La pace richiede un esame sincero di se stessi e una profonda conversione del cuore. Non averlo fatto nel 1918, è stato all’origine di un secondo conflitto mondiale ancora più terribile.

Un esame sincero della guerra porta a una prima e dolorosa conclusione: alla fine, nessuno può dirsi completamente innocente; non lo possono neppure coloro che avevano il diritto e anche il dovere di resistere a un avversario feroce. La guerra ha meccanismi di corruzione terribili. Vorrei fare un esempio: i bombardamenti terroristici delle città tedesche e giapponesi. Era stata sviluppata una tecnica di concentrazione di un gran numero di bombe, che generavano una “tormenta di fuoco”, inarrestabile e letale. A Tokyo perirono centinaia di migliaia di persone, più che a Hiroshima. Le case erano in granj parte di legno e molti abitanti si gettarono nei canali per sfuggire all’incendio. Finirono letteralmente bolliti, tanto alta era diventata la temperatura dell’acqua.

Anche da noi, la violenza, gli odi e le vendette non cessarono con il 25 aprile.
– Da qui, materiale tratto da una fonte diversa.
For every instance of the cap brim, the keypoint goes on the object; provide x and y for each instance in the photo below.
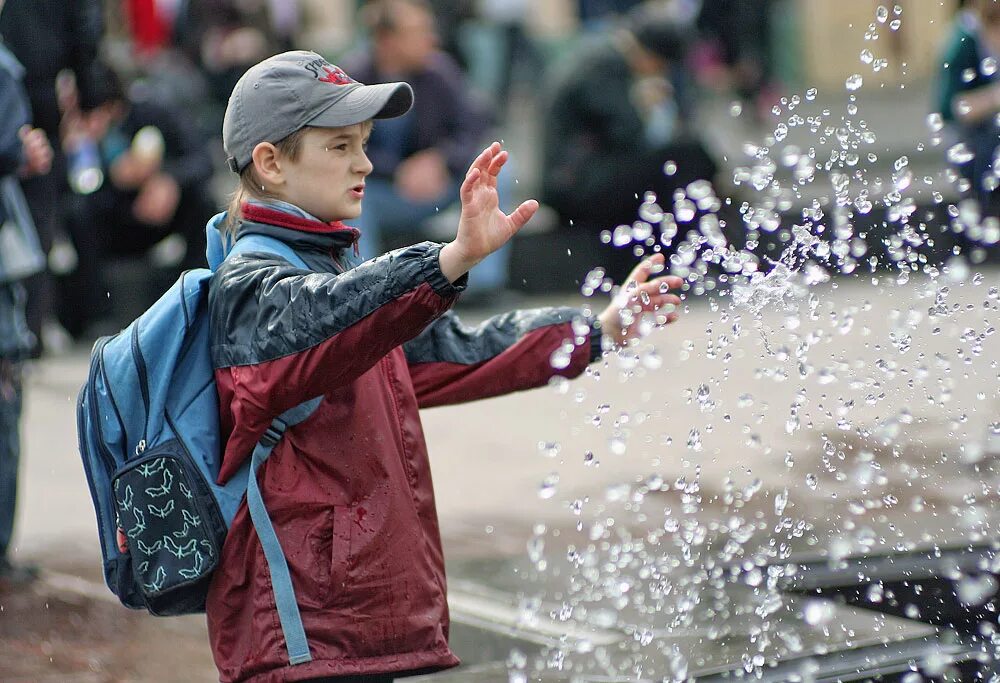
(382, 101)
Tuttavia, molti dei protagonisti di quei giorni divennero sempre più consapevoli che la guerra sarebbe veramente finita solo quando si fosse iniziato un cammino di riconciliazione e di purificazione della memoria e del cuore.

La nostra Costituzione ha voluto dire anche questo: essa è stata la rilettura della nostra storia e il tentativo di contrastare i germi della violenza e della sopraffazione dell’altro uomo. Ne è il sintomo l’impostazione “personalista”, cioè l’affermazione del valore assoluto del singolo e della sua appartenenza originaria a una comunità.
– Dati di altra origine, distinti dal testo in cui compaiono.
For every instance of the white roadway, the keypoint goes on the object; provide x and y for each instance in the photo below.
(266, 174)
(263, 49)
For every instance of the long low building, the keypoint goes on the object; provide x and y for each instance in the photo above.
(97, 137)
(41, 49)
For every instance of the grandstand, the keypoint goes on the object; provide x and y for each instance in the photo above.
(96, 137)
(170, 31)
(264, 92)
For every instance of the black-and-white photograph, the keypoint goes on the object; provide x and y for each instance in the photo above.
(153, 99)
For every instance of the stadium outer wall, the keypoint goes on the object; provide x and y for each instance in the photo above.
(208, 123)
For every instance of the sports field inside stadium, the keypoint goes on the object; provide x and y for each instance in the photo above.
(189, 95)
Ma il cammino non può interrompersi. Questa è la vera ragione per la quale siamo qui oggi. La domanda è sempre la stessa: quanto è puro il tuo cuore? Che cosa fai, per impedire che i germi di violenza, che sono presenti anche in te, si sviluppino con conseguenze distruttive?

Un’indicazione preziosa ce la dà la prima lettura della Messa di oggi. San Pietro scrive: “Rivestitevi tutti di umiltà, gli uni verso gli altri, perché Dio resiste ai superbi ma fa grazia agli umili”.
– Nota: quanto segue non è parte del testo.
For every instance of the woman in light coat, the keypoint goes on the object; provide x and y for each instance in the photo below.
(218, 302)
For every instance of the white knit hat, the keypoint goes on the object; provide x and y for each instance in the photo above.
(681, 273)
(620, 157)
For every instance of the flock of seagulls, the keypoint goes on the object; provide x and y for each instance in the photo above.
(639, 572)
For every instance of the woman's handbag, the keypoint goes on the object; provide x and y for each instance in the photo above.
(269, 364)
Che cos’è l’umiltà? E’ prima di tutto la sincerità verso se stessi, l’onestà di riconoscere i nostri errori e i nostri difetti e, ancora di più, di riconoscere che, senza l’aiuto di Dio e senza una grande disciplina, noi potremmo fare le stesse cose che giustamente rimproveriamo agli altri.

L’umiltà è anche il riconoscere il proprio limite e il non confidare troppo nei nostri progetti, pensando invece a se stessi come a dei servitori, confidando nel progetto buono di Dio.

Umiltà è anche il sentirsi membri di una comunità, riconoscere il dovere della sincerità verso le persone che ci sono state affidate.

In una parola, umiltà è responsabilità: siamo responsabili, nel senso che dobbiamo rispondere, a Dio e agli uomini.

Se ci sentiamo padroni, è inevitabile che siamo spinti alla manipolazione delle coscienze. Allora, corrompiamo il cuore degli altri, ma, inevitabilmente, anche il nostro si corrompe.

Per questo, Dio si presenta a noi nell’immagine del Crocifisso. Dinnanzi a Gesù in croce, nessuno può dichiararsi innocente; ma, nello stesso tempo, sentiamo che il perdono ci viene offerto e così anche la libertà di essere uomini e donne di pace.